Oil prices plunged on Monday, dropping more than 6% in the steepest intra-day decline since September 2022.
Brent crude, the international oil benchmark, pared some of its steepest losses by mid-morning and was down by about 5% to $72.13 a barrel. US oil prices fell over 5% to $67.90 a barrel.
The sharp drop came after Israel retaliated against Iran over the weekend. The strikes were a response to an attack by Iran on October 1 that saw about 200 ballistic missiles launched at Israel.
Iran produced an average of about 4 million barrels of oil per day in 2023. Prior to the retaliation by Israel, energy markets were bracing for a targeted strike against Iran’s oil production sites to disrupt global energy markets and push crude prices higher.

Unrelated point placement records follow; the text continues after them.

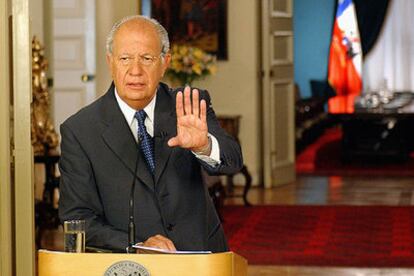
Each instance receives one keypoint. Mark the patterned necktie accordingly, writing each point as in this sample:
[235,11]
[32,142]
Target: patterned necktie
[145,140]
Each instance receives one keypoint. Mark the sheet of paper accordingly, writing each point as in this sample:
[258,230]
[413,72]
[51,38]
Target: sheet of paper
[153,250]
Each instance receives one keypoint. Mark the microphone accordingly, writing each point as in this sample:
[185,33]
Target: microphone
[131,222]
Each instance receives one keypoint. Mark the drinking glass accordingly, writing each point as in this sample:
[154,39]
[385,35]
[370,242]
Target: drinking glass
[74,236]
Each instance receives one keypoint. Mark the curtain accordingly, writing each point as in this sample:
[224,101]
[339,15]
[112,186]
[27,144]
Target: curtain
[390,64]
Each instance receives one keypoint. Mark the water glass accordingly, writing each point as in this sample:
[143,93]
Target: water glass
[74,231]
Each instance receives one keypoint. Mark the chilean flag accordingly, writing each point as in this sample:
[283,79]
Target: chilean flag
[345,59]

But Israel’s attack over the weekend avoided Iran’s oil facilities, which had previously been considered as a target, and instead targeted military sites throughout the country, hitting missile-production facilities and air-defense sites.
“The market was concerned that the oil and nuclear facilities could have been hit. That didn’t happen, so the market is pricing out that risk for now,” UBS analyst Giovanni Staunovo said.
Additionally, a report from Axios said that Israel notified Iran of the imminent strike and warned the country against retaliating. Since the strike, Iran has played down Israel’s retaliation and said they caused “limited damage.”
The reported warning from Israel and downplaying of the attack by officials in Iran suggests both countries could be trying to avoid further escalation in their conflict, potentially easing tensions that have kept oil prices elevated in recent months.